Yo, por mi parte, me sentía nervioso al tiempo que emocionado. Este tipo de bailes son grandes ocasiones, demostraciones de pompa y ceremonia que atraen a decenas de grandes familias de la región, duques y duquesas y gobernantes de principados aliados con sus correspondientes séquitos, y en general producen una concentración de gente de poder e importancia que rara vez se ve incluso en la capital. No es de extrañar que sea en ocasiones así cuando se forman las alianzas, los planes y las enemistades, tanto a escala política y nacional como a escala personal.

Era imposible no sentirse afectado por la urgencia y gravedad de la atmósfera y mis pobres emociones se vieron zarandeadas y agotadas incluso antes de que empezara el baile propiamente dicho.

Al menos se nos había asignado una posición en la periferia. Con tantos príncipes, duques, barones, embajadores y demás en demanda de su atención —a muchos de los cuales no volvería a ver en todo el año, una vez terminado este evento—, no era de esperar que el rey se preocupara de la doctora y de mí, a quienes tenía a su disposición todos los días del año.

Permanecí allí sentado, inmerso en el murmullo de las conversaciones y el sonido lejano de una melodía, y me pregunté qué planes y maquinaciones estarían hilvanándose, qué promesas y enemistades estarían haciéndose, qué deseos atizándose, qué esperanzas destruyéndose.
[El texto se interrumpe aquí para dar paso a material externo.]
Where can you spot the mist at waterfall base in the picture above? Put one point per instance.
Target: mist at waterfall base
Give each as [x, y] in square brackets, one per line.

Un grupo de personas pasó a nuestro lado de camino al salón de baile. La figura menuda del hombre que lo encabezaba se volvió hacia nosotros. Llevaba una máscara antigua, hecha de plumas negras y azules.

—Ah, la señora doctora, salvo que esté terriblemente equivocado —dijo la voz cascada y ronca del duque Walen. Se detuvo. Su esposa, la segunda, mucho más joven que él, pequeña y voluptuosa, cubierta con una máscara de oro incrustada de gemas, venía colgada de su brazo. Diversos miembros de menor importancia y servidores de la familia Walen se posicionaron a nuestro alrededor formando un semicírculo. Me levanté, lo mismo que la doctora.

—Duque Walen, asumo —dijo ella con una reverencia cuidadosa—. ¿Cómo estáis?

—Muy bien. Os preguntaría qué tal os encontráis vos, pero asumo que los médicos cuidan de sí mismos mejor que nadie, así que preguntaré más bien cómo pensáis que se encuentra el rey. ¿Está bien? —Parecía trompicarse un poco con las palabras.

—El rey está bien, en general. Su tobillo sigue necesitando cuidados y aún sufre de un pequeño…

—Bien, bien. —Walen dirigió la mirada hacia las puertas del salón de baile—. ¿Qué os parece nuestro baile?

—Impresionante, señor.

—Contadme. ¿Celebráis bailes en ese lugar… Drezen, del que procedéis?

—Así es, señor.

—¿Y son tan elegantes como este? ¿O son aún mejores y más gloriosos, hasta el punto de ensombrecer nuestros tristes y patéticos intentos? ¿Nos supera Drezen en todos los campos, en la misma medida en que, según vos, lo hace en la medicina?

—Creo que los bailes que celebramos en Drezen son bastante menos espléndidos que este, señor.

—¿De veras? ¿Cómo es posible? Había llegado al convencimiento, tras oír vuestros numerosos comentarios y observaciones, de que vuestra patria estaba mucho más avanzada que la nuestra en todos los aspectos. ¡Habláis de ella en términos tan rutilantes, que a veces he pensado que estabais describiendo un país de las maravillas!

—Creo que el duque descubrirá que Drezen es tan real como Haspidus.

—¡Por mi fe! Estoy casi decepcionado. Bueno, allá vamos. —Se volvió para marcharse, pero entonces se detuvo de nuevo—. Os veremos en el baile luego, ¿verdad?

—Imagino que sí, señor.

—¿Y tendréis la amabilidad de interpretar para nosotros una danza de Drezen y enseñárnosla?

—¿Una danza, señor?

—Sí. No creo que los habitantes de Drezen compartan todos nuestros bailes y no tengan ninguno que no conozcamos. Eso sería poco menos que imposible, ¿no? —La pequeña y ligeramente encorvada figura del duque se volvió de un lado a otro en busca de apoyo.